Reputation: 713
I am working on a macOS project in Swift, and I've been having a lot of trouble with overriding variables in a few classes I've made. In classTwo
Xcode is presenting the error Cannot override with a stored property 'texture'
on the line;
override var texture: SKTexture?
This is a bit of the code I'm using.
public class classOne: SKSpriteNode {
required public init?(coder aDecoder: NSCoder) {
fatalError("init(coder:) has not been implemented")
}
// Other functions
}
And the second class;
class classTwo: classOne {
override var texture: SKTexture? // Cannot override with a stored property 'texture'
required init?(coder aDecoder: NSCoder) {
fatalError("init(coder:) has not been implemented")
}
// Some other functions
}
I do plan to actually define a specific texture for classTwo
, but for now I couldn't even make this work.. Thanks in advance, and I'd appreciate any help on solving this issue!
Upvotes: 3
Views: 1877
Reputation: 3499
EDIT
@Knight0fDragon was right, a better approach is to use super.texture
class classTwo: classOne {
override var texture:SKTexture? {
get {
return super.texture
}
set {
super.texture = newValue
}
}
}
In order to override the property you need to initialise it.
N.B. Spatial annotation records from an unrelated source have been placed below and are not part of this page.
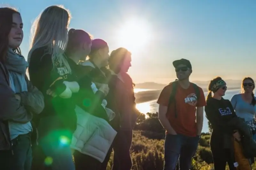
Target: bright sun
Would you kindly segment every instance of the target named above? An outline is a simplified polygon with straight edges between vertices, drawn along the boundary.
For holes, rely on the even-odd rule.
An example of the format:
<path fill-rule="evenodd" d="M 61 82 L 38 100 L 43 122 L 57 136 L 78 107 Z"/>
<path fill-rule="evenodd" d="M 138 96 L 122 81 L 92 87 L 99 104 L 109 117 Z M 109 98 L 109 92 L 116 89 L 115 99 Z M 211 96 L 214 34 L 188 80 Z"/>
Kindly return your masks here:
<path fill-rule="evenodd" d="M 127 48 L 132 53 L 144 48 L 151 40 L 152 32 L 150 25 L 144 20 L 131 19 L 117 30 L 117 44 Z"/>

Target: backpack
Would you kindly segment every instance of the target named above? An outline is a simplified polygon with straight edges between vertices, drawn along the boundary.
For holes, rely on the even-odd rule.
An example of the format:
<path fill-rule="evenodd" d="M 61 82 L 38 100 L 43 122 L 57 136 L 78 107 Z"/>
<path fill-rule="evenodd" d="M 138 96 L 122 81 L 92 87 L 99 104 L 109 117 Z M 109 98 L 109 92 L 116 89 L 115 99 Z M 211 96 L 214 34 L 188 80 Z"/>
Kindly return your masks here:
<path fill-rule="evenodd" d="M 200 98 L 200 91 L 199 90 L 199 88 L 197 85 L 195 83 L 192 83 L 193 87 L 195 89 L 195 91 L 196 92 L 196 100 L 197 101 L 199 100 Z M 172 103 L 174 103 L 174 114 L 175 115 L 175 117 L 177 118 L 178 115 L 177 114 L 177 110 L 176 108 L 176 101 L 175 100 L 175 96 L 176 95 L 176 92 L 177 91 L 177 88 L 178 86 L 178 81 L 177 79 L 176 79 L 175 81 L 172 82 L 170 83 L 170 84 L 172 83 L 172 92 L 170 95 L 170 97 L 169 98 L 169 103 L 168 104 L 168 109 L 167 110 L 169 110 L 169 107 L 170 107 L 170 105 Z"/>

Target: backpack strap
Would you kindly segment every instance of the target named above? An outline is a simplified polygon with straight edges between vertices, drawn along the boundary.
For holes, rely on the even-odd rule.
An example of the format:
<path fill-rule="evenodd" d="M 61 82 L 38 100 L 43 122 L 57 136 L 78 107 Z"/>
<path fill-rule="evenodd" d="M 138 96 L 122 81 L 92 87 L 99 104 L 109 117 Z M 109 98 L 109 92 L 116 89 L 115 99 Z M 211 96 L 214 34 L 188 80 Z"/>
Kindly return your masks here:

In other words, giving it an initial value. If you don't want, here is a workaround:
class classTwo: classOne {
var _texture:SKTexture
override public var texture: SKTexture? {
get {
return _texture
}
set {
_texture = newValue!
}
}
required init?(coder aDecoder: NSCoder) {
fatalError("init(coder:) has not been implemented")
}
// Some other functions
}
Upvotes: 4
Reputation: 149
In your subclass you need to do this.
override var texture:SKTexture? {
get {
return super.texture
}
set {
super.texture = newValue
}
}
Upvotes: 1
Reputation: 16837
From all my reading, I do not think overriding is the approach you want, you want to create a convenience init
class classTwo: classOne {
convenience init()
{
let texture = SKTexture(imageNamed:"myImage")
self.init(texture,.white,texure.size)
}
required init?(coder aDecoder: NSCoder) {
super.init(coder:aDecoder)
}
}
Then to use it, you just need to do classTwo()
(Note, this has not been tested, so I may have typos, the general concept is here though)
Upvotes: 0
Reputation: 650
Try this
override var texture: SKTexture? {
get {
return SKTexture()
}
set {
}
}
obviously returning something a bit more useful.